Die kontrovers geführte Diskussion um die noch ohne Weltcup-Status neu eingeführte Disziplin Monobob für die Erfüllung der Frauen-Quote spaltet derzeit das Kufenlager.
Für Zweierbob-Weltmeisterin Kaillie Humphries ist es eine «Lieblingsdisziplin», für Pyeongchang-Olympiasiegerin Mariama Jamanka «eine persönliche Gaudiveranstaltung, wofür die anderen arbeiten müssen.»

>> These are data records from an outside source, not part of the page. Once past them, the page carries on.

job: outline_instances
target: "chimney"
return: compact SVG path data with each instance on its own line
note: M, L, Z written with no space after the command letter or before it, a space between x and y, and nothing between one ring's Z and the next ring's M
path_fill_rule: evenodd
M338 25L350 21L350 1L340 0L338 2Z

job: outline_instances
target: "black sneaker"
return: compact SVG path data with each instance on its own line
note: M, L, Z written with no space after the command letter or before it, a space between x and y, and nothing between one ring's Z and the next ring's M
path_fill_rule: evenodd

Cheftrainer René Spies bittet um Verständnis, vor allem aber um eine professionelle Herangehensweise. Denn es bietet sich eine weitere Medaillenchance bei Olympia. «Die Äußerungen von einigen unserer Athleten sind aus meiner Sicht etwas unglücklich. Ich finde es sehr, sehr interessant, die Disziplin ist gut und es ist eine sehr hohe Herausforderung, sich neue Linien zu erarbeiten – auch für uns Trainer», sagte Spies vor der WM-Premiere bei den Titelkämpfen in Altenberg.
Obwohl seine deutschen Vorzeigepilotinnen zuletzt ohne große Fahrpraxis links und rechts die Banden touchierten und eher wie Fahranfänger den Berg runter rutschten, peilt er zwei Medaillen an. «Das ist ambitioniert», betonte er. Wohlwissend, dass die erfahrene US-Pilotin Humphries, die einst für Kanada Olympia-Gold in Whistler und Sotschi holte, «die beste Pilotin der Welt ist. Wir wissen, was auf uns zukommt.» Seine grundsätzliche Einstellung zum Monobob ist erstmal positiv und abwartend: «Noch wissen wir nicht, wo die Reise hingeht.»

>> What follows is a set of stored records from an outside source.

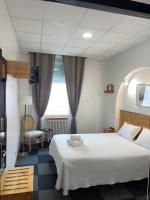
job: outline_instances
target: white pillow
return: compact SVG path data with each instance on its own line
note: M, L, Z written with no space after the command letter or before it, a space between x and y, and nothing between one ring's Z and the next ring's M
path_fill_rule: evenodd
M150 149L150 129L143 128L135 143L141 145L142 147Z
M119 129L118 134L129 141L133 141L133 139L140 132L140 130L140 126L134 126L132 124L124 122L122 127Z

Jamanka sieht den Monobob von Beginn an skeptisch. Für sie ist die Disziplin «eine Zwangsveranstaltung, damit sie Zweierbob fahren darf. «Das Reglement sieht nicht Team Jamanka vor, sondern nur mich als Starterin. Es ist für mich kein Leistungssport, kein Teamsport.» Die WM-Zweite Kim Kalicki oder die WM-Dritte Laura Nolte, die 2016 Jugend-Olympiasiegerin im Monobob wurde, sind da entspannter. «Das ist fünf Jahre her, die Bobs kann man nicht vergleichen, sie lassen sich ganz anders fahren», sagte Nolte.
Der von einem Münchner Hersteller produzierte Einheitsschlitten ist leichter und deutlich langsamer als ein Zweierbob. «Daher rutscht er leichter und bricht im Heck auch schneller aus», erklärte Jamanka. Der Bob- und Schlittenverband (BSD) kaufte erst einmal sechs Gefährte – pro Stück für rund 22.000 Euro. Schon bei den ersten Rennen wurde deutlich, dass die Bobs unterschiedlich schnell sind.
Das Reglement sieht nur wenige Änderungen vor. «Das Lenksystem kann man abstimmen, auch den Lenkwiderstand, zudem die Steifigkeit der Vorderachse oder die Federelemente», nennt Bob-Projektleiter Enrico Zinn vom Institut für Forschung und Entwicklung von Sportgeräten (FES) nur wenige Möglichkeiten. Ein Vorteil könnte das Nutzen der Zweierbob-Kufen sein. Da aber weniger Gewicht auf der Hinterachse lastet, sind auch da die Normwerte nicht identisch übertragbar.
Insgesamt gesehen ist alles neu. Die Pilotinnen müssen mit einem Sprung von hinten in den Bob einsteigen – sonst springen sie von der Seite aus ins Gefährt. Zudem müssen sie nach der Ziellinie selbst abbremsen, was sonst die Anschieberinnen übernehmen. Sprintstarke Pilotinnen scheinen einen extremen Vorteil zu haben, wie der Sieg der Australierin Breeana Walker in Innsbruck/Igls zeigte. «Sehr gute Athletinnen sind bevorteilt gegenüber den sehr guten Pilotinnen», betonte Spies. Daher absolvierten die deutschen Frauen nach den Weihnachtsfeiertagen Extra-Einheiten auf der WM-Bahn. Die nächste Trainings-Lektion für Peking 2022 ist nach der WM in La Plagne geplant.